Future loss of income

  1. I would have awarded the plaintiff the difference between the award rate for a storeman and his pre‑accident rate to the age of 55 years, applying the multiplier of 632.1.  It is said on his behalf that he would have worked as an airleg miner to the age of 55 years.  I would have discounted this by 6 per cent to allow for ordinary contingencies - he may not have worked to the age of 55 years in this classification, this being underground mining work; and he may obtain more remunerative work than that of storeman - for example, truck driving.  On the other hand, he may have worked overtime, with consequential increase in income, as an airleg miner. 

  2. Thereafter I would make no award. 

  3. Under this head the appropriate award is $338,575. 
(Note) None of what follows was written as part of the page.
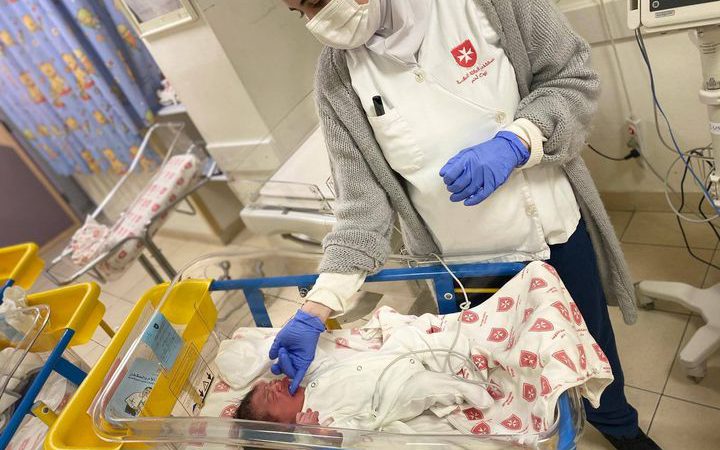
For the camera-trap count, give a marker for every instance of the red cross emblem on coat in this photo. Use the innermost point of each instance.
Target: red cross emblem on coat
(465, 54)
Future medical and pharmaceutical costs

  1. I would have made no award under this head. 

Superannuation

  1. I would have awarded superannuation for past loss of income calculated at the following rates as sought on his behalf -

    1 July 1995 to 30 June 1998 (152 weeks) 6% - $2,534

    1 July 1998 to 30 June 2000 (104 weeks) 7% - $4,385

    30 June to 6 November 2000 (18 weeks) 8% - $1,486

  2. I would have awarded past superannuation lost in the sum of $8,405. 

  3. I would have awarded future superannuation from 6 November 2000 for 21 years at 8 per cent and apply the multiplier of 632.1. 

  4. The loss of future superannuation is $49,665. 

Heads of damages

Interest

  1. I would have awarded interest at the rate of 5 per cent per annum on the past loss of income after deduction of workers' compensation payments. 

Conclusion

  1. In the result the claim is dismissed.